AUD ready for debasement
(Arnaud Masset, market analyst)
The Australian dollar has been the best performing currency among the G10 complex since the beginning of the year. The Aussie rose more 6% against the greenback and recovered from around $0.72 to around $0.77 at the beginning of February. This sustainable appreciation of the Aussie is mostly the results of two factors: Firstly, the broad dollar depreciation was especially marked against high-yielding currencies such as the Aussie and the Kiwi but also against safe haven currencies such as the Japanese yen and the Swiss franc. Secondly, the sharp increase in iron prices - together with the broad-based recovery in commodity prices - has helped boost expectations for the country’s growth outlook. Indeed, the Aussie is highly dependent on exports (around 20% of GDP) and its dependence on China’s health is also very high as roughly 34% (12-month average) of its exports go to the “Middle Kingdom”.
Despite this encouraging note, dark clouds are gathering on the horizon as the two factors mentioned above are losing momentum. Indeed, China’s iron ore port inventory rose dramatically this year and reached almost 130 million tons as of February 24th. On the other hand, over the same period, steel production continued to inch lower, suggesting that there is a strong imbalance between demand and supply. Finally, on a trade-weighted basis the Aussie is back to levels last seen in summer 2015, which makes the RBA very unhappy with the situation. Indeed, the central bank has reiterated many times that the Aussie is overvalued and may be ready to take some action to adjust this situation. Taking into account the two factors exposed above, we believe that the Aussie rally has come to an end and that a correction is looming. We do not exclude the RBA to cut rates next week but in our opinion it appears very unlikely as US-AUD rates continue to converge. We anticipate AUD/USD to return quickly toward $0.75 and do not rule out further weakness for the pair should the dollar rally continue with $0.74 as the next target.

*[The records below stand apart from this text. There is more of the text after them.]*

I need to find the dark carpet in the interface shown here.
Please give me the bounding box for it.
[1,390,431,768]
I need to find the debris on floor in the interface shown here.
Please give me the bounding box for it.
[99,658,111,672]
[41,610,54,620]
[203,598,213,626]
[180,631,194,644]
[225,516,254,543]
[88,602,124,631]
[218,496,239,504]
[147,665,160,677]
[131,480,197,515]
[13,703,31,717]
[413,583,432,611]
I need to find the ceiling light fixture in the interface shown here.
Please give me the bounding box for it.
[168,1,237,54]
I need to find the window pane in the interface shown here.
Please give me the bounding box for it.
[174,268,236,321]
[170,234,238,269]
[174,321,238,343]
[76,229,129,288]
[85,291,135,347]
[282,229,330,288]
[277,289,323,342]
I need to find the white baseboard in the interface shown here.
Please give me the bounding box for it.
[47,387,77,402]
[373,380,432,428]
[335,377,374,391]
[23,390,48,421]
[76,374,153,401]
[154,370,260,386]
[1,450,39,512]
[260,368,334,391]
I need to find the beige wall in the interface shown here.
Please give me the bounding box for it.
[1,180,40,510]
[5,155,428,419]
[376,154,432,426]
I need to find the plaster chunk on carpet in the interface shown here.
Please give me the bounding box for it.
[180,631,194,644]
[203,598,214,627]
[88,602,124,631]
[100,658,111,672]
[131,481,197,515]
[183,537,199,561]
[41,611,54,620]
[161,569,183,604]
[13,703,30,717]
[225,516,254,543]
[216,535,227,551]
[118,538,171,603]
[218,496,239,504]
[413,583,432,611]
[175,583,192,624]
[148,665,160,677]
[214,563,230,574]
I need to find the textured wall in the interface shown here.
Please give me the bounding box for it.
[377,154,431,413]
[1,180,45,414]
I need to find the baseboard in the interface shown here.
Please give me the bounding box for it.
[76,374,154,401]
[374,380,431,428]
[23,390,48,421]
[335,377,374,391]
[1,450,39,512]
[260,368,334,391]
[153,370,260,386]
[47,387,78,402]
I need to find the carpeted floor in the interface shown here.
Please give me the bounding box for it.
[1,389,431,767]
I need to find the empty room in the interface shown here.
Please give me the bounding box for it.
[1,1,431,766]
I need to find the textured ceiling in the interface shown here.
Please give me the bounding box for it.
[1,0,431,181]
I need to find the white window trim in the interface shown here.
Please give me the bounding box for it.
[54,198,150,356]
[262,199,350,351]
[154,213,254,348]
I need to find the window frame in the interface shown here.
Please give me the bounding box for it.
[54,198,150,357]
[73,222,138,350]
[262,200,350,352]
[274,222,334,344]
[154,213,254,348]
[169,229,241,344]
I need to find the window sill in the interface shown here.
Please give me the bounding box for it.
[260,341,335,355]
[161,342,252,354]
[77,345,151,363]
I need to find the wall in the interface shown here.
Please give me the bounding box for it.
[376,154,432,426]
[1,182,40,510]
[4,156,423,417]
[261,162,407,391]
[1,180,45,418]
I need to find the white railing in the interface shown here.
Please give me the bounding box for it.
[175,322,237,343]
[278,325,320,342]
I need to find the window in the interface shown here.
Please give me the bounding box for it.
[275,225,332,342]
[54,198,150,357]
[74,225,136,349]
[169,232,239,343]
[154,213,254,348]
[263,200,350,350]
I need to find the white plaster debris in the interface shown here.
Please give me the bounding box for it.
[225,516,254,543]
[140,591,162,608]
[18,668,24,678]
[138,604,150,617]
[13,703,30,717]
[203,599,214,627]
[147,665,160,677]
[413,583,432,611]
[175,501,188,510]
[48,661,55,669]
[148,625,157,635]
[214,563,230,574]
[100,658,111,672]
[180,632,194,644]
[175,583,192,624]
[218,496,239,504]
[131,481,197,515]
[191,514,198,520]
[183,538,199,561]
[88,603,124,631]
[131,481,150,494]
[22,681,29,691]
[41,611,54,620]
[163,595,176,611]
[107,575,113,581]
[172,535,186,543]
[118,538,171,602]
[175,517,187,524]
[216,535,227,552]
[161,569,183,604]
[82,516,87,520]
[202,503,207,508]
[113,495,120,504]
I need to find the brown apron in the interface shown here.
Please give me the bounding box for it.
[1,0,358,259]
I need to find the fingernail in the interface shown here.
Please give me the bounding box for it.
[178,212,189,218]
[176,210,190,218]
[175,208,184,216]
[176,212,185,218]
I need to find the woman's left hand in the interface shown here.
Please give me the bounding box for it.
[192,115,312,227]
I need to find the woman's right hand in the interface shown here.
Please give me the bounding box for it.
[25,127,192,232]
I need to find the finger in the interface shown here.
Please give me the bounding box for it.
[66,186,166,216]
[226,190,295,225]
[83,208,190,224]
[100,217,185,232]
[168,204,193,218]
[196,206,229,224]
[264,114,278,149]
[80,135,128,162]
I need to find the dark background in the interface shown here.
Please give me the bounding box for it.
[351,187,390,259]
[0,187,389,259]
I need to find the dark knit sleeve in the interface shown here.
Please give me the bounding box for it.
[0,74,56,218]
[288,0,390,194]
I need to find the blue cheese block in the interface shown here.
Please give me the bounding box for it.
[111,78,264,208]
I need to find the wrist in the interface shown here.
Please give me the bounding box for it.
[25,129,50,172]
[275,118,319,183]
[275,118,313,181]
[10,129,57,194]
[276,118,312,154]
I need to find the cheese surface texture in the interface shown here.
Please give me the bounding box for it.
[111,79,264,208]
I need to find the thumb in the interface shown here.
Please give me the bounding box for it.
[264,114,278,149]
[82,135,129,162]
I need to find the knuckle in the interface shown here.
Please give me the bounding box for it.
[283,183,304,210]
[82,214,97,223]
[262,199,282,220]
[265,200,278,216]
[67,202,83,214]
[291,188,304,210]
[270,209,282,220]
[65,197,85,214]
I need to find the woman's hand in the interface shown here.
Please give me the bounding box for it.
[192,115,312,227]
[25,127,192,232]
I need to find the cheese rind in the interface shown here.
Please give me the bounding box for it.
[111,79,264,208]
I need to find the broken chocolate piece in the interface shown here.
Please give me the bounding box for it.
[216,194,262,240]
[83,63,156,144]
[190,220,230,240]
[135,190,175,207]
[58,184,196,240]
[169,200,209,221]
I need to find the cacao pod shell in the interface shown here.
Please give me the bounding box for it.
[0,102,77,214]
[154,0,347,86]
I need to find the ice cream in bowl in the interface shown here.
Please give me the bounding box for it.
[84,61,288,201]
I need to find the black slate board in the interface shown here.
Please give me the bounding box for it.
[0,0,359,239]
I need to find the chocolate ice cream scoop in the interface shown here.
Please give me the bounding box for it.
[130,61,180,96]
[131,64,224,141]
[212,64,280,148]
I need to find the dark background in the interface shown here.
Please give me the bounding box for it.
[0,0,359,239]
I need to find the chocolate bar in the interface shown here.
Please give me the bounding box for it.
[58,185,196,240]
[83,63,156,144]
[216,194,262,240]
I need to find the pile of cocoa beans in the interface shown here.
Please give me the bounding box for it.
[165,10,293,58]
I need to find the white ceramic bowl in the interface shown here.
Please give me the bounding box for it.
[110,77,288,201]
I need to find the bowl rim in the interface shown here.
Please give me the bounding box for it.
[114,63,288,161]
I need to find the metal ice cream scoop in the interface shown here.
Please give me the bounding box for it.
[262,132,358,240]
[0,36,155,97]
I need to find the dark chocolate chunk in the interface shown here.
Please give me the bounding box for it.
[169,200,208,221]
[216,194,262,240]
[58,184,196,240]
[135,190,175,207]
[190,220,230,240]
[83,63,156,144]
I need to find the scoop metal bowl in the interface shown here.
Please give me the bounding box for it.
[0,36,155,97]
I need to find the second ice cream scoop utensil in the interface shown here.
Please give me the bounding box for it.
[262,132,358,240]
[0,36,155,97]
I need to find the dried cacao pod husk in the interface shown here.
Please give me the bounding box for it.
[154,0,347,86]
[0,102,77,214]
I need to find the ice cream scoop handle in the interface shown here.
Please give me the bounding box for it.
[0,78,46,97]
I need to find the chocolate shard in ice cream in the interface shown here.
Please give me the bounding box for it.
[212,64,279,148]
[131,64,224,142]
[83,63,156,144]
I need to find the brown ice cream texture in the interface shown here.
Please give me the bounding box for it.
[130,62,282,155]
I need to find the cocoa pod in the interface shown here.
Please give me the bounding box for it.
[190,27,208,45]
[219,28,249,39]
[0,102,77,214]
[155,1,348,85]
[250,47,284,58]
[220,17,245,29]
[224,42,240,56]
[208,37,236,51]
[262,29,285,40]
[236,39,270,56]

Bank of Canada keeps rates unchanged
(Yann Quelenn, market analyst)
Yesterday the USDCAD surged above 1.33 after the Bank of Canada held rates its unchanged at 0.5%.
We believe that the BoC is still in wait and see mode since Donald Trump’s ascension to the oval office. The Fed is now expected to increase rates by March and there is clear monetary policy divergence between the US and Canada for the time being.

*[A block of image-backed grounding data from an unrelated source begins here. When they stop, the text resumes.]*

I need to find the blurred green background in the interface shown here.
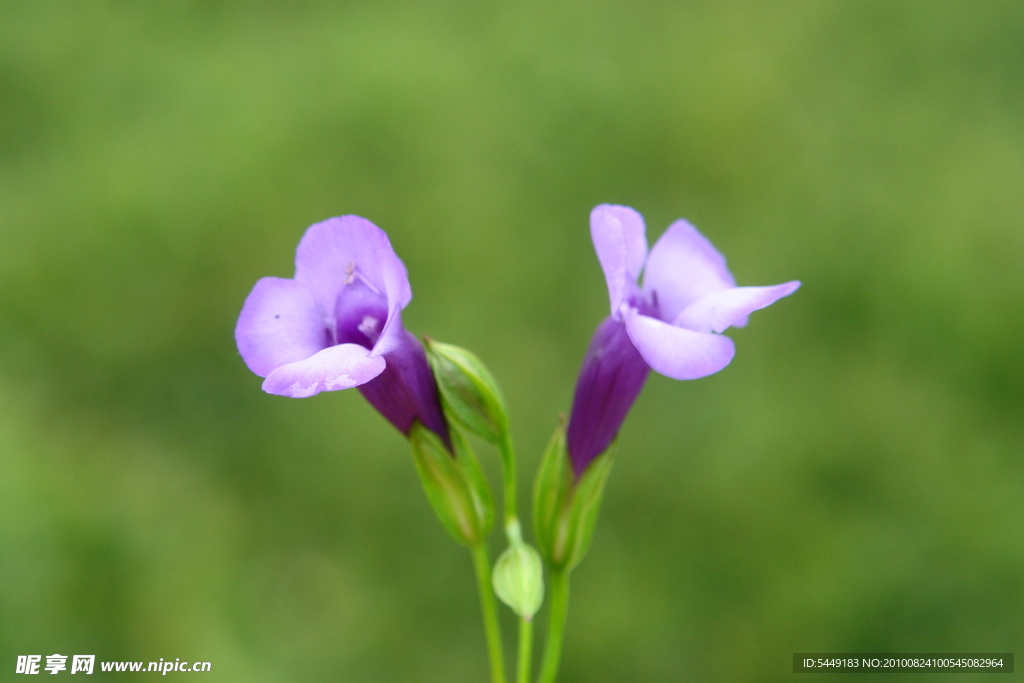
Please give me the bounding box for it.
[2,1,1023,681]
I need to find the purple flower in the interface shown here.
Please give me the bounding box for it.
[235,216,449,444]
[566,205,800,474]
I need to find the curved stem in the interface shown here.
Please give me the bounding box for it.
[471,543,507,683]
[499,431,518,527]
[517,617,533,683]
[537,569,569,683]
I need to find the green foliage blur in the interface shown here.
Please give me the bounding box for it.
[2,2,1022,681]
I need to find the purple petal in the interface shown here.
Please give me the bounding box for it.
[294,216,396,318]
[642,219,736,322]
[235,277,331,377]
[566,317,651,475]
[590,205,648,317]
[623,308,735,380]
[262,343,386,397]
[371,247,413,358]
[358,327,450,446]
[674,281,802,334]
[333,277,389,348]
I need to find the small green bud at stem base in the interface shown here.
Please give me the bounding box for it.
[492,540,545,621]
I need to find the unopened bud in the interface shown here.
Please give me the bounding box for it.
[424,338,509,443]
[492,535,545,620]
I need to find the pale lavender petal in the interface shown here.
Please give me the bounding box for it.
[566,317,651,475]
[590,205,647,316]
[371,247,413,357]
[673,281,802,334]
[624,308,735,380]
[294,216,394,317]
[262,343,386,398]
[600,205,647,280]
[235,277,331,377]
[642,219,736,322]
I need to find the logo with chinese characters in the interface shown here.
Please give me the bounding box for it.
[16,655,94,675]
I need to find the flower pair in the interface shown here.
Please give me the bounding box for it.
[234,206,799,683]
[234,207,799,468]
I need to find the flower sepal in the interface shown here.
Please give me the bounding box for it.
[424,338,509,444]
[532,422,615,573]
[409,422,495,547]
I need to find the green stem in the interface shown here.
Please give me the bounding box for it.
[517,617,533,683]
[537,569,569,683]
[471,543,507,683]
[499,431,518,527]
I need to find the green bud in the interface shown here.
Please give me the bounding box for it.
[492,520,545,620]
[532,422,614,572]
[409,422,494,546]
[424,338,509,443]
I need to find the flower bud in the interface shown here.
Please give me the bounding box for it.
[492,521,545,620]
[424,338,509,444]
[532,422,615,572]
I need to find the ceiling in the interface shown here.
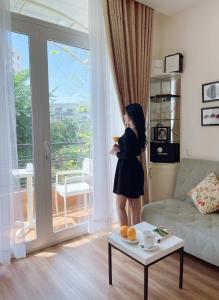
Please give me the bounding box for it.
[10,0,88,32]
[10,0,201,30]
[137,0,201,16]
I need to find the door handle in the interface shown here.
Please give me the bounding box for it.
[44,141,51,161]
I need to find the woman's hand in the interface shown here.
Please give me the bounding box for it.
[110,144,120,155]
[113,144,120,152]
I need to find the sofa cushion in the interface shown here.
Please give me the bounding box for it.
[141,198,219,266]
[188,172,219,214]
[174,158,219,201]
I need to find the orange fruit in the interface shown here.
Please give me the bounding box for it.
[120,225,129,238]
[127,227,136,241]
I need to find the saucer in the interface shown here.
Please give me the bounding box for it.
[140,242,159,251]
[121,237,139,244]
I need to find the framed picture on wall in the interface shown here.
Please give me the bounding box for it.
[202,81,219,102]
[201,107,219,126]
[164,53,183,73]
[154,126,170,141]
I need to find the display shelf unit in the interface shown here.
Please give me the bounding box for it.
[150,94,180,145]
[149,74,181,159]
[148,73,181,202]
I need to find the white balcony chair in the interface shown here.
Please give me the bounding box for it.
[55,158,92,227]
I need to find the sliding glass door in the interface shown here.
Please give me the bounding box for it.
[12,31,37,243]
[11,13,90,252]
[47,40,90,232]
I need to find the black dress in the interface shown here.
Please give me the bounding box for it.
[113,127,144,199]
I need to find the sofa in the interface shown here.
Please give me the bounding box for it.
[141,158,219,267]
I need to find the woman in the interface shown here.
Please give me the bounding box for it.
[112,103,146,226]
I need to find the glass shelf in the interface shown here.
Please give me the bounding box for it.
[150,73,181,81]
[151,97,180,103]
[150,119,180,122]
[150,94,180,98]
[149,74,181,147]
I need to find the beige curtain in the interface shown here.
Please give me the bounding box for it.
[104,0,153,205]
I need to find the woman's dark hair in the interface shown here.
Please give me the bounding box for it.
[125,103,147,151]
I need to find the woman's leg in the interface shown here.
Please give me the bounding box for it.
[116,194,128,226]
[128,198,141,225]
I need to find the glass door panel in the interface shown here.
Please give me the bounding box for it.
[11,32,36,242]
[47,40,91,232]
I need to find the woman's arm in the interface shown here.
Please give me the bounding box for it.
[116,128,135,159]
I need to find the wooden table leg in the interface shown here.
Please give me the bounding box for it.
[144,266,148,300]
[179,247,184,289]
[108,243,112,285]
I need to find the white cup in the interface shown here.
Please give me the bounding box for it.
[26,163,33,172]
[143,230,156,248]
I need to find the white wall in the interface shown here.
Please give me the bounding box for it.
[153,0,219,161]
[151,12,162,60]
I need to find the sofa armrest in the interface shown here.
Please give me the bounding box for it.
[140,204,149,222]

Trump’s policies are likely to weigh on the Canadian economy and the key issue remains around the NAFTA (North American Free Trade Agreement), which is likely to be renegotiated. The global outlook has not changed much and what the new US president will deliver is of very high interest for Canadian policymakers.
In any case, one cannot blame Trump for subdued economic conditions in Canada, whose central bank revealed in a short statement that its forecasts are in line with recent data.
It is nonetheless clear that fundamentals are mixed. Canadian wage growth has hardly picked up. However, it is worth noting that inflation spiked in January to its highest level in two years but we believe that this is a temporary effect due to higher commodity and oil prices.